Game Days (Week 11, Friday, March 28, 2014)
Game day intro
From Weathering the Unexpected.
Annual, company-wide, event over several days
- DiRT: Disaster Recovery Training (or “Game Day”)
- Expensive to run
- Has caused actual outages leading to revenue loss
Given that every team is ready and on-site, problems can be resolved quickly
Game Day complements continuous component testing.
Example: A data centre is partitioned by failure of a switch
- Recovery requires both DNS and directory services to failover (switch to backups)
- The individual failovers should be tested regularly
- Game Day tests whether all the individual failovers work together
Example: Simulated earthquake
Caused Failure of Bay Area Google data center
- Housed a number of internal services
- Some of those services could not recover (single home, single point of failure)
- Other services failed over to their local workstations
- Internal authentication services failed
- Most Google staff now couldn’t work
- Everyone went to dinner
- Local cafes Denial-of-Service’d
- System for redirecting pages and alerts to non-Bay Area offices also failed
- Calls reporting errors were not received
- Accounting approvals-tracking did failover
- But the people who could approve the new topology were themselves cut off
- So the automatically reconfigured system was useless
What to test
Failures of multiple systems in parallel
- Loss of a data centre
- Backbone fiber cable cut
- Failure of core infrastructure on which other systems depend (Colossus file system, authentication, …)

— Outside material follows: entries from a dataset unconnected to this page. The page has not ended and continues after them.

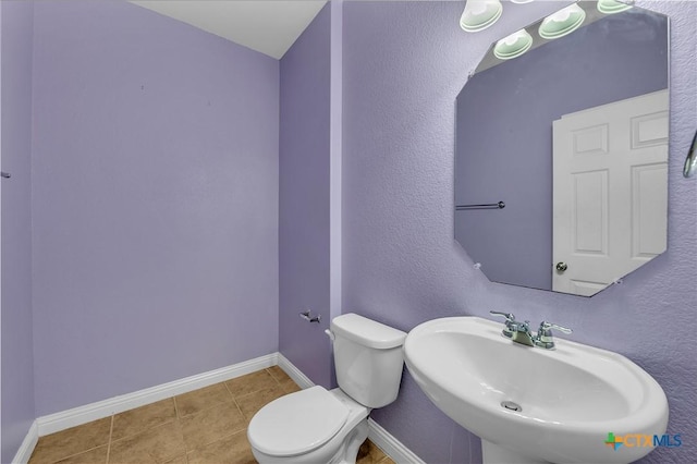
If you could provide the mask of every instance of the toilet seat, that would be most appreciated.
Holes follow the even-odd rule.
[[[322,387],[286,394],[264,406],[249,423],[253,448],[271,456],[294,456],[327,443],[344,426],[348,407]]]

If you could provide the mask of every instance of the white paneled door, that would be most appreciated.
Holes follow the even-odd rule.
[[[552,290],[592,295],[665,251],[668,90],[553,122]]]

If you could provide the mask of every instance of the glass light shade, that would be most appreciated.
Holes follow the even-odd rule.
[[[499,0],[467,0],[460,17],[460,27],[468,33],[484,30],[501,17],[503,5]]]
[[[631,8],[631,4],[622,3],[616,0],[598,0],[598,11],[604,14],[622,13]]]
[[[547,16],[540,24],[540,37],[555,39],[576,30],[584,23],[586,12],[576,3]]]
[[[527,30],[521,29],[502,38],[493,46],[493,54],[500,60],[519,57],[533,47],[533,37]]]

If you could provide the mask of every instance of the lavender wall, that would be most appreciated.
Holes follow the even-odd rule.
[[[551,121],[667,88],[667,25],[632,9],[467,81],[457,96],[455,203],[506,207],[455,213],[455,239],[491,281],[551,290]]]
[[[462,2],[346,2],[344,7],[343,306],[409,330],[489,309],[548,319],[568,339],[622,353],[650,373],[684,447],[646,462],[690,462],[697,442],[697,183],[682,163],[697,115],[697,3],[637,2],[671,16],[668,252],[591,298],[490,283],[453,240],[454,101],[497,38],[558,8],[506,3],[475,35]],[[479,442],[430,404],[408,374],[374,417],[426,462],[472,463]]]
[[[34,420],[32,347],[32,42],[29,2],[0,2],[2,44],[2,407],[3,463]]]
[[[278,350],[279,63],[126,2],[38,2],[38,416]]]
[[[330,20],[328,3],[281,59],[279,346],[315,383],[331,384]],[[298,317],[311,309],[320,323]]]

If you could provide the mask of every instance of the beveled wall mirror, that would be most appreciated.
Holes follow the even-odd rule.
[[[669,22],[576,4],[457,96],[454,229],[491,281],[591,296],[667,247]]]

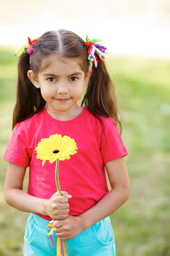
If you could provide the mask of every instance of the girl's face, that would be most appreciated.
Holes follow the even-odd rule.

Identify weaknesses in less-tested interfaces between systems and groups
- Design by team with members from all affected groups
- Multiple teams collaborate to resolve problem
- Important to have them all there and ready
Be ready to turn off the test if serious problems arise
Command centre
Technical team
- Design cross-service tests
- Evaluate tests by individual teams
- Cause large-scale outages
- Monitors test progress
- Manages recovery when things go “worng”
Coordinators
- Plan and schedule tests
- Ensure preparation done
Example: Phone “bridge” emergency coordination
First test: Only one person figured out how to connect
Second test: 100 people connected … but bridge only held 40 connections
Third test: A caller put the bridge on hold … no one else could call in or out
Example: Buying diesel fuel for long-term emergency generators
Simulated long-term power outage for a data center
Needed to buy extra diesel fuel for backup generator ($$$)
No authorization possible from central management (comm failure)
Expected employees to use (documented) emergency spending procedure
Instead: Charged > $100,000 on personal credit card
Example: Zombies Attack!
One data centre goes down abruptly (Atlanta)
The zombies are fiction (… maybe?) but the shutdown is real
- Other three centres take up slack
- Performance SLA maintained
- But resilience SLA requires running with only two data centres
- So they cleanly shut down another (Europe)
- Now barely within performance SLA
Growing the organization
Start off with a few volunteer teams
First tests can be quite safe
Don’t expect a team’s first tests to really test much
Increase complexity and breadth of tests with each run
Embrace failure as a means of learning
Track every problem
Solid champion amongst senior executives aids process (VP Operations at Google)
Guide to reading for next class
Read Log Everything All the Time.
Key points:
- Why logging everything is necessary
- Why you need to build logging in rather than bolt it on later
- Why it needs to be fast
The post ends with a long list of bullet points for logging design. Each
entry is terse and there are many. Get a general gist of these guidelines
but don’t expect to memorize every one.